Although the applicability of the VAE model in modern game design, pattern recognition, and data clustering was clearly illustrated in this study, there is some room for improvements based on the graphical results obtained from some of our case studies. In particular, in the case study of Arknights, when zooming Figure 7 into details, the image quality at specific pixels or regions could be dissatisfactory. This is because the input image consisted of some discrete pixels or point clouds in a high-dimensional space, and VAE attempted to first compress them into a low-dimensional continuous space (which was denoted as a “latent space”), then restore the original space via the decoding process. It was observed that VAE could work very well when the input dataset is actually a low-dimensional manifold embedded in a higher-dimensional space [61], however, some graphics, such as those in Arknights, are obviously not a low-dimensional manifold itself in nature.

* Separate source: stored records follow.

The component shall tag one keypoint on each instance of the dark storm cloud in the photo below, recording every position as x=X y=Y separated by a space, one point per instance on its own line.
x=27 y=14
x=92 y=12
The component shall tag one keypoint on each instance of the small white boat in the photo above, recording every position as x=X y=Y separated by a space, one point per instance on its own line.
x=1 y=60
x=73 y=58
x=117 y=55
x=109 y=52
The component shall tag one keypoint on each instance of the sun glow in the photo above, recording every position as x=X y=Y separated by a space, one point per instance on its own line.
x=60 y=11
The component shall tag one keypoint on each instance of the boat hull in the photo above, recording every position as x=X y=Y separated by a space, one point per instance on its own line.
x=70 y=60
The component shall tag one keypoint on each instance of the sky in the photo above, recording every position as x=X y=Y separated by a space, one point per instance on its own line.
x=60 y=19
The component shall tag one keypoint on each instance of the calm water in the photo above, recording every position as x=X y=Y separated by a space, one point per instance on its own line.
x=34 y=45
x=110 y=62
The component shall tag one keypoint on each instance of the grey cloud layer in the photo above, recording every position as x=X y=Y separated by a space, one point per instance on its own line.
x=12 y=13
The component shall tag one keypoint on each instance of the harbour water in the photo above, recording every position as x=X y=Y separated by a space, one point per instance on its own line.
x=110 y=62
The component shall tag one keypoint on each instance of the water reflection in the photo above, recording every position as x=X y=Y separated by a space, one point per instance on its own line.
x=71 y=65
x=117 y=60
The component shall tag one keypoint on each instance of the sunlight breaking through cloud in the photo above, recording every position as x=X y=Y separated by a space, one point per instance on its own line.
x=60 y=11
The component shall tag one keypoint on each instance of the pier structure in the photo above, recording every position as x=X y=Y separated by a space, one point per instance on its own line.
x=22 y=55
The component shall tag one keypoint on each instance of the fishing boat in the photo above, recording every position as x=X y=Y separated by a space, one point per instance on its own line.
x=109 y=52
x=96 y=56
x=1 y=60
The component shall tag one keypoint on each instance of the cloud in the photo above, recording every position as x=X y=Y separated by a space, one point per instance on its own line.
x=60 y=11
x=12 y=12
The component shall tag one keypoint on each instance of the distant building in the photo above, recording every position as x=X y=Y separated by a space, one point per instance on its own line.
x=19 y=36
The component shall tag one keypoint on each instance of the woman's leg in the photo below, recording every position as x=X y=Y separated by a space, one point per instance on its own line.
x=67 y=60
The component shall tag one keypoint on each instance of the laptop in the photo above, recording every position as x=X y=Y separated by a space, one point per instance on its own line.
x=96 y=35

This has led to some potential errors within the VAE-based retrieval process. Further, some features of images, such as texture, are relatively hard to be described with a low data volume, but texture can indeed play an important role in computer vision applications, for example, surface detection and medical imaging [62]. Therefore, to enhance the quality of outputs from the VAE model in these industrial applications, other deep-learning networks and transform-based methods can be adopted to distinguish these features at an early stage, either via the use of a smooth function for transformation, or extracting the concerned features in another space, with the aid of wavelet transforms [63], ridgelet transform [64], or a Gabor filter [65]. Then, the corresponding attribute(s) can be combined with the latent space vector in VAE to produce better numerical results, and the information lost during encoding and decoding processes of VAE can also be minimized. For label distribution construction, the spherical Fibonacci lattice algorithm proposed by González [66] can be used for point sampling and obtaining a distribution that possesses unbiased expectation. Afterwards, the loss function introduced in [67] can be introduced into the modeling framework, with an attempt to understand the corresponding parameters of each input sample.
Further, in order to filter off the invalid attributes and simplify the useful information from the original input dataset, instead of generating low-dimensional images in all scenarios, researchers have proposed dividing a particular game map into the combination of different map elements or components, then replacing these components by some tokens. This process is known as “tokenization”, as described in [68]. Much simplified new images that retain all useful attributes could be constructed, then the prescribed machine learning or VAE model can be used to train these images and produce combined outputs. In the future, this technique can be incorporated into the existing VAE model for enhancing image resolution and producing images with better quality, especially for images similar to our Case Study 1.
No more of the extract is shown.